The ILO rejected Witkopf’s first claim, that his transfer was arbitrary, largely on procedural grounds (that his appeal of the decision was time-barred). But it agreed with his second claim, at least in part, that he was entitled to compensation for the overtime that he had worked on the Lubanga case. It thus ordered the OTP to pay Witkopf 40,000 euros in damages, plus costs.
Although the overtime issue isn’t particularly interesting, the judgment sheds a great deal of light on the inner workings of the OTP under Moreno-Ocampo. Simply put, the judgment makes Moreno-Ocampo look terrible: petty, vindictive, authoritarian, dishonest. And, of course, this is the second time that the ILO has found that he abused his power — the first involving Moreno-Ocampo’s wrongful dismissal of the head of the ICC’s public-relations division for relaying allegations to the President of the Court that he had sexually abused a female journalist. (The ICC later concluded that the allegations were unfounded.)
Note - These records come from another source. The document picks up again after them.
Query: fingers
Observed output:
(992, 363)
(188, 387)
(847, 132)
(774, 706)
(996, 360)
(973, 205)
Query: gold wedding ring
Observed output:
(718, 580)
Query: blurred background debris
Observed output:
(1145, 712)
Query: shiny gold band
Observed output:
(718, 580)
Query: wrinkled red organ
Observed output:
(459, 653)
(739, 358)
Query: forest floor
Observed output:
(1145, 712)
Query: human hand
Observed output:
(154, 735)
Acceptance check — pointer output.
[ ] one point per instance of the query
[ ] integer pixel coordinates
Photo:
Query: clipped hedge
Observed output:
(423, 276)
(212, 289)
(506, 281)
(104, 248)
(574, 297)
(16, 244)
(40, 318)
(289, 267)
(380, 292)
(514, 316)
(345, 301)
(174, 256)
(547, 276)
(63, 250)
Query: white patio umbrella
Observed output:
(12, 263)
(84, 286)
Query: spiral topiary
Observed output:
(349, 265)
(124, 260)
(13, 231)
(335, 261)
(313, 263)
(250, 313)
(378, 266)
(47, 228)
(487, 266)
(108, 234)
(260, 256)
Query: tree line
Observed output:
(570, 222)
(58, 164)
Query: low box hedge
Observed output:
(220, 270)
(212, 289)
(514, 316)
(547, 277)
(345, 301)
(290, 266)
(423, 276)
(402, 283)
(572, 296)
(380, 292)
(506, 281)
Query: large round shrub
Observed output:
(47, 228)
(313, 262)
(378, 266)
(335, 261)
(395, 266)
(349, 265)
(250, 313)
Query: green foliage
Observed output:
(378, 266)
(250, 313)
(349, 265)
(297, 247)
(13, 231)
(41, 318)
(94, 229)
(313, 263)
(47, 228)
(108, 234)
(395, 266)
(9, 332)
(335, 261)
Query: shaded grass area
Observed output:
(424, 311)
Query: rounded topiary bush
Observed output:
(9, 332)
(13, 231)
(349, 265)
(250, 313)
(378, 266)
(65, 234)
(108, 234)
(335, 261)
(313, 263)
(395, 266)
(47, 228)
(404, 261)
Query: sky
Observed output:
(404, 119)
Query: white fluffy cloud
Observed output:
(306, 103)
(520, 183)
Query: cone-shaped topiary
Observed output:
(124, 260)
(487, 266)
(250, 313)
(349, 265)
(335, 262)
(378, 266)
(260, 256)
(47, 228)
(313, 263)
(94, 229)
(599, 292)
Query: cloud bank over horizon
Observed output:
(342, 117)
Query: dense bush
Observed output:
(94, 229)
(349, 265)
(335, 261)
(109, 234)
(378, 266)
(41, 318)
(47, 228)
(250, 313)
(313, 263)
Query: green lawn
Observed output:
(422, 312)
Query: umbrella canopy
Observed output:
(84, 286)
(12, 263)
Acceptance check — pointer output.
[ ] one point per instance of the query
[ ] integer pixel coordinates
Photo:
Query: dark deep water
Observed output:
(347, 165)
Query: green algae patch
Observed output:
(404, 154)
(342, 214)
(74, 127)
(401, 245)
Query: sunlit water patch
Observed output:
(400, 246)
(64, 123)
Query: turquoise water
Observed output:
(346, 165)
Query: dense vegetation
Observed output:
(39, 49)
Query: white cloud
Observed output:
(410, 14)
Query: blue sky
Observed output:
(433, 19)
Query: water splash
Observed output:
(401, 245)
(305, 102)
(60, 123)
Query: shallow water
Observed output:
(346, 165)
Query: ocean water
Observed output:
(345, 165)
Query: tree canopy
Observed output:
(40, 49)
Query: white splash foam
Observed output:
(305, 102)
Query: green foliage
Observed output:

On the other hand, the ILO judgment makes the Prosecutor-Elect, Fatou Bensouda, look very good. As the ILO summarizes the events involving Witkopf, Bensouda went out of her way — unsuccessfully, in light of Moreno-Ocampo’s actions — to ensure that Witkopf was treated fairly. Here is the relevant paragraph from the Judgment:
Steps were taken soon after the meeting of 16 December 2008 to inform the various persons concerned that the complainant was no longer leading the Lubanga trial team. The complainant also took steps to hand over the case to the Deputy Prosecutor. The handover was completed on 9 January 2009. In the meantime, the complainant had several further conversations with the Deputy Prosecutor who, although a member of the Executive Committee, was not happy with the decision to remove him from the Lubanga case and undertook to speak to the other members with a view to persuading them to reconsider the decision. In the course of her conversations with the complainant, the Deputy Prosecutor requested him not to shred his personal papers relating to the case and he refrained from doing so. On 13 January 2009 the complainant enquired of the Deputy Prosecutor as to the outcome of her discussions with the other members of the Executive Committee. She informed him on 16 January 2009 that, despite her efforts, they were not prepared to alter their decision. She undertook to continue her efforts in the hope that there would be a change of mind prior to the start of the trial on 26 January. There was no such change and the trial commenced as scheduled.
There are two takeaways from this ugly case. The first is that the end of Moreno-Ocampo’s tenure as Prosecutor cannot come soon enough. The second is that the Assembly of States Parties has made a very wise decision in selecting Fatou Bensouda to replace him.